Como todos sabem, os sonhos mudam repentinamente de rumo e eu me vi no meio de uma multidão raivosa, gritando palavras de baixo calão, dirigidas a uma mulher. Como uma câmera, vejo em meu sonho uma bela mansão, cercada de verde e à frente o maravilhoso mar. Quis mergulhar naquelas águas, mas homens, não consegui identificar se eram mesmo humanos, armados, deram um tiro em meu sonho. Mas como nos sonhos tudo é possível, eu me vi diante de um tribunal. Eu seria julgado por ter sido denunciado por uma revista de ter um sítio e um apartamento. Neguei veementemente.

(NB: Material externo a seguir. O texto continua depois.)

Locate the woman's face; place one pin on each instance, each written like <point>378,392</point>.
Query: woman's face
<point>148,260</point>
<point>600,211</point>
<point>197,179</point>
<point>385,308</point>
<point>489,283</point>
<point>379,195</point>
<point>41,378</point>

Disse que a revista, a televisão e o procurador estavam enganados. Mas o sonho, de novo tomou novo rumo. Eu estava cercado por agentes da polícia política, que queriam me sequestrar. Eu gritei um grito tão forte a minha inocência, mas nenhum juiz me ouviu. Eu senti uma enorme vergonha da justiça. E entendi porque ela, além de cega, era surda. As televisões, as rádios, jornais e revistas estampavam meu rosto, como se eu fosse um monstro. A vergonha aumentava. E aumentaria mais ao saber que o chefe do ministério público estava sentado sobre uma pasta, que continha denúncias e provas de um dependente químico, cujo nome figurava em uma lista, de receber um terço de propina, proveniente de águas sagradas. Minha vergonha só aumentava. E aumentaria mais ainda, ao ver, em sonho, vários corruptos vociferando contra a corrupção.
Acordei de repente sem entender, momentaneamente, a minha vergonha. Depois de refletir, conclui que a minha vergonha era alheia. Fora apenas um sonho, mas a vergonha que senti por estas pessoas continua.
Mas como em sonho tudo é possível, continuo sonhando, mesmo acordado, de que a justiça se voltará, como bumerangue àqueles que a sabotam.
* Esta crônica é uma obra de ficção. Qualquer semelhança com pessoas vivas ou mortas é mera coincidência.